Thanks Jim - good work on the antennae - I love them Cherry pickers ! as for 504 - I dont know as I havent looked into it very deeply and it must be a common issue but even on the smallest near efficient antennae we see tram lines; as you say and in my case they could be a mix of local artifacts - that wouldnt suprise me at all as I have 100 neighbors all within a 100m horiz and vertical distance - but thankfully the antenna sits outside a virtual Faraday cage as most of the reinforcing of the building is holding and dumping the QRM inside the "box" - if I dont ground the coaxs before entry the QRM sits over S9 plus - with it S4/5.|
Im game for WOLF at any ones convienence and just cal'd the decoder using the 30 over signal from 60/68.5/39kHz and moreover 10Mhz to tweek the inductor and stab Osc in the R75.
Thanks for the signals - all very interesting.
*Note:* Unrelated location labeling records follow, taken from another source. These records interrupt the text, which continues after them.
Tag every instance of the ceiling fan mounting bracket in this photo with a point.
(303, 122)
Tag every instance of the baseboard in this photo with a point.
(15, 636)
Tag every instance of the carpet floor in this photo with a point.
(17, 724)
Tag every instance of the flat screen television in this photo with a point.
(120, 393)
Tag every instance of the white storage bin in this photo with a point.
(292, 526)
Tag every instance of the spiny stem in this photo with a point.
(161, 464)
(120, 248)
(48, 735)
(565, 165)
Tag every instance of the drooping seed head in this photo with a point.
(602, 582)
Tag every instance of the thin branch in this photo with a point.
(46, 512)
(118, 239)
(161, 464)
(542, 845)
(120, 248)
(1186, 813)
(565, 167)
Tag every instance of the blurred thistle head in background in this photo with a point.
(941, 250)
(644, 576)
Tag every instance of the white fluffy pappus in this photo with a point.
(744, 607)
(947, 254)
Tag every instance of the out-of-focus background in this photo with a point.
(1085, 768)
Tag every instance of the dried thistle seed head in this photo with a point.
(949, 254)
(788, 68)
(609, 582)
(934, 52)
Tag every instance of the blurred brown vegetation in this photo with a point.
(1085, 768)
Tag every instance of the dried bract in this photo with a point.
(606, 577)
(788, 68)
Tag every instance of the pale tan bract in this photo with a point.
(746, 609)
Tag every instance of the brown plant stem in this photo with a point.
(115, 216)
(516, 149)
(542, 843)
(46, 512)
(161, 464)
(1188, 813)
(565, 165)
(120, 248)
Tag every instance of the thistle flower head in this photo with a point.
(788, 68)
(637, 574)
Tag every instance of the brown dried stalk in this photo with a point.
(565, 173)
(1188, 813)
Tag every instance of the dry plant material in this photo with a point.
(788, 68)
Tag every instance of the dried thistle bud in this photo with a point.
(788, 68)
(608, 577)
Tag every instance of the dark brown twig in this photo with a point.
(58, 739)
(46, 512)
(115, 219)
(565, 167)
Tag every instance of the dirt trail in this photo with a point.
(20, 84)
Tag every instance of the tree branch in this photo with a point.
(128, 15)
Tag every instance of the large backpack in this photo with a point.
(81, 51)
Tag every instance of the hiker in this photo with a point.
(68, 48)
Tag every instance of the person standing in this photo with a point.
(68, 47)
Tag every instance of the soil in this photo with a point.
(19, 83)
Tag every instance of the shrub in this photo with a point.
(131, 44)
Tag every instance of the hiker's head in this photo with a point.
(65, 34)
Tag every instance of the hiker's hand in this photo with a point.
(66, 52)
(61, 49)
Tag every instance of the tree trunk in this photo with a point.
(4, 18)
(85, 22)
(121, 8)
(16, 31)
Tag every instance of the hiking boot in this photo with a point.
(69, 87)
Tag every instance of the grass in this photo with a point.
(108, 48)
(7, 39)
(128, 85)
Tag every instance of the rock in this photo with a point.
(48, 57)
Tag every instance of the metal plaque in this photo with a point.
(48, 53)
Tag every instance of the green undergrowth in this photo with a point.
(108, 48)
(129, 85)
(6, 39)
Long Haul - and Eu is definately that, werent so good last night in general and I noticed more attenuation at LF/MF on the remote Alaskan receiver too.
LaurenceTanggu Tianjin China
> From: [email protected]
> To: [email protected]
> Date: Mon, 7 Sep 2009 14:02:26 +0100
> Subject: LF: Re: WSPR/Questions
> Dear Laurence, Roman, LF Group,
> I shut the beacon down at 0446utc this morning. The frequency was 503.975kHz
> as advertised. Thanks for the overnight reports, nice to see spots from
> W1TAG again and from Russia for the first time. I transmitted in about 75%
> of the 2 minute periods between about 1940 and 2050utc, but saw nothing like
> a signal in the BY3 grabber, although the frequency seemed mostly clear.
> Conditions were relatively noisy here with more QRN than the previous night.
> The antenna is a top-loaded vertical with 3 wires in a sort of Y shape in
> the horizontal plane. Where the wires meet, it is supported by a 10m
> fibreglass mast. To "jack up" the antenna, I have an old "cherry picker" (or
> aerial access platform or whatever you wish to call it) which is slowly
> sinking into my lawn. The bottom of the mast is bolted to the cherry picker
> where the operator's basket used to be, so the whole mast can be raised into
> the air. This allows a total maximum height of about 19m if I am feeling
> brave; last night the middle of the antenna span was raised to about 17m.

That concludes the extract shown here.